Difference between revisions of "Security/Guidelines/logging guidelines"

Latest revision as of 19:45, 13 June 2014

Overview

OpenStack needs logging and notification security guidelines and best practices to prevent accidental leakage of confidential information to unauthorized users. This wiki is an attempt to gain the OpenStack community consensus on what those standards should be and how they should be implemented.

Status

This is currently in review by the OpenStack Security Group (OSSG).

Problem Definition

Difficulty Identifying Confidential Data

There is no standard/structured logging and notification data format across OpenStack projects which would enable OpenStack operators to unambiguously identify and filter out confidential data which should not be exposed to certain users. Simple architectural diagram example:

Note: For brevity, this document will use "logs" in place of "logs and notifications".

This diagram represents multiple OpenStack services generating logs which may be formatted differently and may hold different types of confidential data (data that an operator would not want a user to access).

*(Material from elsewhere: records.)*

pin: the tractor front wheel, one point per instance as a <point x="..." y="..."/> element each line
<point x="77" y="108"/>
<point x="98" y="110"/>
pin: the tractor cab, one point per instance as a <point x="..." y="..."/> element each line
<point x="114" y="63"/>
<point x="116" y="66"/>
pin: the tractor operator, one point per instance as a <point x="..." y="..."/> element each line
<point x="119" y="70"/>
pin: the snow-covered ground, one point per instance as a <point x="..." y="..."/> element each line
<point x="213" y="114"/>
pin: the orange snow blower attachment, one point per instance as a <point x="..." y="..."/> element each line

There may be an optional operator-created filtering and aggregation system and some method of exposing the sanitized logs to users or operators. The delivery method isn't strictly relevant to this discussion but the ability to unambiguously filter confidential data out of logs is very important.

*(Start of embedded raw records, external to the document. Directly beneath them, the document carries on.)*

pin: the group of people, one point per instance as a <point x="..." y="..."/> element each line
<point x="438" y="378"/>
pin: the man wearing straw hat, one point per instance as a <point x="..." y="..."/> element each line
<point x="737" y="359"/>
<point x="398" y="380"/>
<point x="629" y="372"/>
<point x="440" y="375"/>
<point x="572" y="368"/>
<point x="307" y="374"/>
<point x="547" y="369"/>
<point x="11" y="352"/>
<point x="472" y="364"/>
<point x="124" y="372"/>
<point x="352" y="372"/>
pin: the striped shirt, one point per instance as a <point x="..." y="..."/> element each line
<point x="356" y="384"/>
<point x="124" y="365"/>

Some non-exhaustive examples of accidental credential disclosure to unauthorized users within OpenStack:

(Ceilometer) Log contains DB password in plain text (CVE-2013-6384) [OSSA 2013-031]
(Keystone) Plaintext passwords are logged
(Nova) Clear text password has been print in log by some API call

The problem is exacerbated by the CI/CD nature of OpenStack in general. Code is being merged daily in many projects and some of this code may introduce new logging entries which need to be examined and filtered by operators running the service. Operators who update frequently may spend more time and effort on this process. Currently, many operators are in a reactive mode when addressing log leaks as they must actively monitor log data changes and act quickly to head off potential data leaks as soon as possible. This is obviously not an optimal solution for OpenStack operators especially when the difficulty increases with the number of OpenStack services run.

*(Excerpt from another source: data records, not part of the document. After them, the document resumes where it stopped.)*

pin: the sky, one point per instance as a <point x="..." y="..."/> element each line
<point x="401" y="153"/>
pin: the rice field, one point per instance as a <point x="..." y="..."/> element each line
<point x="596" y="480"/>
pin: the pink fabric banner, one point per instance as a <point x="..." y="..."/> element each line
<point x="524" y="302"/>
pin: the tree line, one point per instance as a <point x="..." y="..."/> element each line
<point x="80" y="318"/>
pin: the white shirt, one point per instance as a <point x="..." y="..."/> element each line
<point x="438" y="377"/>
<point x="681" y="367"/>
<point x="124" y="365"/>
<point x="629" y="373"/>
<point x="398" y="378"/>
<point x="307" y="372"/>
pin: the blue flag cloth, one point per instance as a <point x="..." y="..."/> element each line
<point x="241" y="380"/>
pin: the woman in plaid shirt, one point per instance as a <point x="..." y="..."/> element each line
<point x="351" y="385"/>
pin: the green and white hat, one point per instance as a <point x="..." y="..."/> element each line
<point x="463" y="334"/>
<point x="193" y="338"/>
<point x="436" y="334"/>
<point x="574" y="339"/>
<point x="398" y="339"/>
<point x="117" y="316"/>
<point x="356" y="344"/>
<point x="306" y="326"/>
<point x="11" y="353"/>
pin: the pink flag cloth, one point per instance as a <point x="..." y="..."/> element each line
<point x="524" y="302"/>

Use of Log Level for Security

In some cases, OpenStack security issues around logging are due to the use of log levels to filter out confidential data. To provide a more specific example, setting log level to DEBUG or INFO has caused plain text credentials to be logged (sometimes in a user globally accessible location). This causes operators to make a choice between potential confidential data leaks and better performance/debug data in logs. Again, this is not an optimal design for operators.

Solution Space

Unambiguously Identifying Confidential Log Data

Proposed rules:

Identify confidential data in the OpenStack code to provide administrators a single "tag" to sanitize data in back end log filtering systems
Purge all log data, in OpenStack code, identified as confidential or sensitive by OpenStack

OpenStack community feedback to date explicitly rejects the concept of an Oslo Config-like setting to disable security features (to allow some sensitive data to be logged).

Discussion point: One piece of feedback is to enable an AUDIT level log setting which would enable sensitive data logging. Community thoughts on this?

OpenStack Sensitive/Confidential Data

(should not be exposed to users)

Data Type	Status	Description
Raw Exception Data	Review In Progress	Do not log unfiltered exceptions. There have been cases where database exceptions logged credential information in plaintext. Different exception types may log different data so this is generally a practice to avoid.
Credentials	Review In Progress	Never log credential information such as login, password, auth tokens, etc.
Personally Identifiable Information	Review In Progress	Do not log PII information such as customer address, phone number, etc.
Keys	Review In Progress	Never log private or symmetric keys.
Server/Service State	Review In Progress	Do not allow users to access non-relevant service state that could be used as an attack vector. Examples: PRNG state/seed, file paths, code file names, service account names, etc.
URI and Request Object	Review In Progress	Do not allow logging of URIs or full request objects which could potentially expose credential or data location information.

Note: This list is meant to be a living list that adapts to new OpenStack issues/architecture.

Reminder: Always ensure that users may only access data that is associated with their tenant/project.

Possible Implementation Options

There is one area of interest where the author of this wiki will admit lack of knowledge: The Cloud Auditing Data Federation (CADF) seems to be working in a similar space. There is a PyCADF project in OpenStack that may of interest for further investigation.

Trace Class

In Project Solum, a TraceData class was created to work with Oslo Log to perform two main tasks:

Enable identification of confidential/sensitive data in code
Allow trace data to be persistent and potentially built up and used in each following log call

Code: https://github.com/stackforge/solum/blob/master/solum/common/trace_data.py

Unit Test/Usage example: https://github.com/stackforge/solum/blob/master/solum/tests/common/test_trace_data.py

This code will accept an Oslo Context class and fill itself in with the data to prevent unexpected interactions with that common library. Oslo Log may consume this trace data in the same fashion that a context class can be used.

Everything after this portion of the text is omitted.